Orticaria, alimentazione e stile di vita
L’orticaria è una reazione dovuta a una attivazione immunologica o ad una allergia, e può manifestarsi in modo acuto, come risposta all’ingestione di alimenti, additivi e farmaci, per il contatto con sostanze chimiche e per stimoli termici o agenti fisici (quali il caldo, il freddo o la luce del sole).
Si può manifestare anche dopo sforzi fisici intensi, dopo alcune infezioni virali o batteriche, in corso di parassitosi intestinale o dopo le punture d’insetto.
Le reazioni che si manifestano a livello della pelle possono comparire in qualsiasi parte del corpo, cambiano rapidamente di posizione, sono spesso migranti, e talvolta regrediscono del tutto per poi eventualmente ricomparire altrove.
Mentre si hanno a disposizione ottimi farmaci e prodotti per il trattamento delle forme acute, quando l’orticaria si ripresenta per più di qualche settimana, si devono approfondire ancor di più le possibili cause, perché il semplice trattamento sintomatico non è sufficiente a risolvere il problema alla radice di queste forme di orticaria cronica.
Oggi, per orticaria e forme orticarioidi, si è finalmente capito che l’infiammazione causata dall’alimentazione può rappresentare una delle cause più rilevanti.
Gli stimoli esterni appena segnalati agiscono come una “goccia che fa traboccare il vaso” e a quel punto è più importante capire perché “il vaso” è pieno (infiammazione da cibo) che controllare il singolo responsabile.
Fin dal 2012 Kessel, su Human Immunology, ha documentato che il BAFF (una delle citochine che si innalzano per l’infiammazione da cibo) è fortemente correlato alla gravità della forma di orticaria e questa citochina diventa una delle chiavi di lettura dei molti casi che non vengono perfettamente inquadrati a livello clinico (Kessel A et al, Hum Immunol. 2012 Jun;73(6):620-2. doi: 10.1016/j.humimm.2012.03.016. Epub 2012 Apr 12).
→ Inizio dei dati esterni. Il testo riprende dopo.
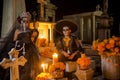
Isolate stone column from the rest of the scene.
[1,0,26,38]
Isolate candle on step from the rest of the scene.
[53,53,58,64]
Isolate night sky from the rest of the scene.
[0,0,120,35]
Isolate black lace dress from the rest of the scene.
[17,30,40,80]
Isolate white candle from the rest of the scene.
[53,53,58,64]
[41,64,45,72]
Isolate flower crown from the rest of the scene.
[17,12,31,23]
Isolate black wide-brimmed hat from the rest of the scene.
[55,19,78,33]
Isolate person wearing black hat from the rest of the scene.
[55,20,83,80]
[55,20,83,62]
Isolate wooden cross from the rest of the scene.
[0,48,27,80]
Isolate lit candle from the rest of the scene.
[53,53,58,64]
[81,54,86,58]
[41,64,45,72]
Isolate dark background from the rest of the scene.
[0,0,120,35]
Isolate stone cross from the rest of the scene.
[0,48,27,80]
[1,0,26,38]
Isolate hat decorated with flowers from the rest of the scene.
[55,19,78,33]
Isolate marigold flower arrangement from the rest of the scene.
[92,36,120,57]
[77,54,91,70]
[36,72,51,80]
[49,62,65,73]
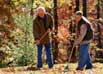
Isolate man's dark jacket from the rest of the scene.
[33,13,53,44]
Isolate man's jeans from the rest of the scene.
[37,43,53,68]
[78,44,93,68]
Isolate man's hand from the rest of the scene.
[73,41,79,47]
[35,40,40,45]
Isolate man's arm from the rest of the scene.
[33,21,39,40]
[74,24,87,46]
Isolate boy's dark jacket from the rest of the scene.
[33,13,53,44]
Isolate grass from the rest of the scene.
[0,63,103,74]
L’orticaria è quindi una condizione in cui si affiancano stimoli allergici e componenti autoimmuni, come la presenza di BAFF lascia intendere.
Cosa fare
Lo studio del livello di infiammazione attraverso il Food Inflammation Test consente di identificare il livello di BAFF e di PAF e di capire il profilo alimentare individuale, che indica quali cibi siano mangiati in eccesso e come devono essere controllati per ridurre l’infiammazione e migliorare la sintomatologia.
Un alto livello di BAFF o di PAF richiederà l’impostazione di una dieta molto rigorosa, mentre un basso livello di citochine consentirà di attuare una dieta più larga e permissiva.
Altri suggerimenti
Tra i vari altri esami di supporto potrà essere utile la ricerca di eventuali parassiti intestinali e una attenta analisi dei farmaci assunti, che spesso scatenano reazioni dopo anni di assunzione senza controeffetti.
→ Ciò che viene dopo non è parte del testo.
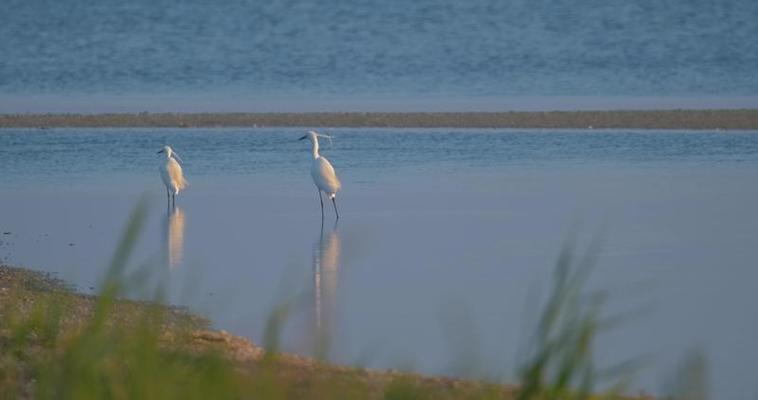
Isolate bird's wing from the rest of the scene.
[311,157,342,193]
[166,158,189,190]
Una particolare attenzione va riservata agli antinfiammatori in genere (dall’aspirina ai nuovi anti-Cox2). Utile anche comprendere una eventuale variazione dei livelli di complemento (C3 e C4) che orienta verso una condizione di autoimmunità.
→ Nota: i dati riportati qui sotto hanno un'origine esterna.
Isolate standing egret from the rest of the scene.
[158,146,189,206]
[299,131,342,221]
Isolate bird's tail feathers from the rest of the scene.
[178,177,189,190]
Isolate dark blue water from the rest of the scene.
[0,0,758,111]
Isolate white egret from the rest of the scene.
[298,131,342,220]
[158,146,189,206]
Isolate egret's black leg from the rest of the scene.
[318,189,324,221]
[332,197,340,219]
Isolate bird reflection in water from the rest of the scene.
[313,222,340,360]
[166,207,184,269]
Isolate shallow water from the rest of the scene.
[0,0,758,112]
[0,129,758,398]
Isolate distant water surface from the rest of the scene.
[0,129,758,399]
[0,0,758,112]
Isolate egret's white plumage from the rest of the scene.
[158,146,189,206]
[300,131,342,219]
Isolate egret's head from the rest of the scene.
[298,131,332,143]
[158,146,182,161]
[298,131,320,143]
L’eccessivo uso di zucchero, fruttosio e dolcificanti può facilitare la comparsa di reazioni allergiche indipendenti dalla sostanza ingerita.
Va comunque ricordato, che anche di fronte ad un netto miglioramento dei sintomi dopo l’inizio della dieta personalizzata, la sospensione della eventuale terapia antistaminica deve essere effettuata sempre con molta cautela, per evitare l’effetto di rimbalzo (rebound).